# Mini-Project 1: Galaxy Clusters & Velocity

**Context**

This notebook illustrates the basics of accessing a galaxy catalog from N-body simulations through Apache Spark as well as how to select useful samples of data to study galaxy clusters. Data would be representative (although we will play with a very small set) to LSST simulations data.

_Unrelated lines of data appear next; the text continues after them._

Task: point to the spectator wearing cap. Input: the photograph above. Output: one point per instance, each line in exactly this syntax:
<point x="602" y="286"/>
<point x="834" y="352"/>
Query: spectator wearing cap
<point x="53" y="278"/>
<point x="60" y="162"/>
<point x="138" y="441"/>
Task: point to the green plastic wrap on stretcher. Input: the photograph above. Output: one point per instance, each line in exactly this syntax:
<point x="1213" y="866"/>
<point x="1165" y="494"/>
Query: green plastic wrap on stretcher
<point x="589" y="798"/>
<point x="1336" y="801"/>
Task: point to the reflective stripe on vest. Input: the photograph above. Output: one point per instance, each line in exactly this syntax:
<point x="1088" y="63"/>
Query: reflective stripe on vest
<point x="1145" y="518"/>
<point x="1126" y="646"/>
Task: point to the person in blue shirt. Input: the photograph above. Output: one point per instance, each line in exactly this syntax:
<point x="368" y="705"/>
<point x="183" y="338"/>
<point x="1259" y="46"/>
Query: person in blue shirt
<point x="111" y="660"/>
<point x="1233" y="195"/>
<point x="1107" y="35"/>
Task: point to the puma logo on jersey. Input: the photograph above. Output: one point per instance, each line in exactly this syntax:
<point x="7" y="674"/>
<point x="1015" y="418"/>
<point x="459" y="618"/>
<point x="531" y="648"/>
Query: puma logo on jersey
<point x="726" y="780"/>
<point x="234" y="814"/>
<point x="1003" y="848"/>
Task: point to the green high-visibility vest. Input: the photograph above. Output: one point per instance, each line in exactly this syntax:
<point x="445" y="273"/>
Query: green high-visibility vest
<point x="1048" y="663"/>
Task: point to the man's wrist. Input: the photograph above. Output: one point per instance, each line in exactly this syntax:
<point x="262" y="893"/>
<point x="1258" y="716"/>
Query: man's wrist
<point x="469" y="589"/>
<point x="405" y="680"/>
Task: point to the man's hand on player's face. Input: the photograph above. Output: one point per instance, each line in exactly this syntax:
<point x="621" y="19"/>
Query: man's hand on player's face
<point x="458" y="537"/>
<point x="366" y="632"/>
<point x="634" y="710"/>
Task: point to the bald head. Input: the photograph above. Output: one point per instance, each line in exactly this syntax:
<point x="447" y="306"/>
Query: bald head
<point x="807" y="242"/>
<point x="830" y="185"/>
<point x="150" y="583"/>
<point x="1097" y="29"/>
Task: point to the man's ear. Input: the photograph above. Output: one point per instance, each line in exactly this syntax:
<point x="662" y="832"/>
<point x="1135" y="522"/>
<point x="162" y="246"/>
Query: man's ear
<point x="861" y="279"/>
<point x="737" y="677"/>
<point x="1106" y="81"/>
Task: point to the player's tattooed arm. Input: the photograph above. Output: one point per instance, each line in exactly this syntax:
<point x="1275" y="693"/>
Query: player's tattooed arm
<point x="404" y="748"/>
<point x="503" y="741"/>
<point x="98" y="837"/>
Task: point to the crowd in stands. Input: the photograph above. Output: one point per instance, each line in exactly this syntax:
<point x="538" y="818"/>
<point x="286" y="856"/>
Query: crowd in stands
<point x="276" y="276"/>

For more about Apache Spark in the context of astronomy, connect to [AstroLab Software](https://astrolabsoftware.github.io/)!

**Learning objectives**

After going through this notebook, you should be able to:

- Load and efficiently access a galaxy catalog with Apache Spark
- Apply cuts to the catalog using Spark SQL functionalities
- Have several example of quality cuts and validation procedures 
- Derive scientific results on galaxy clusters
- Distribute the computation and the plotting routine to be faster!

In [1]:
# this is what you would probably need
from typing import Iterator, Generator, Any

import numpy as np
import pandas as pd

import matplotlib
%matplotlib inline
import matplotlib.pyplot as plt 

from pyspark.sql.functions import pandas_udf , PandasUDFType
from pyspark.sql import functions as F
from pyspark.sql import DataFrame

## Loading data with Spark

Let's load the `data/catalogs` data set:

In [2]:
# Path to the data
fn = "../data/catalogs"

# Load the data - this a lazy operation, no data movement yet!
df = spark.read.format("parquet").load(fn)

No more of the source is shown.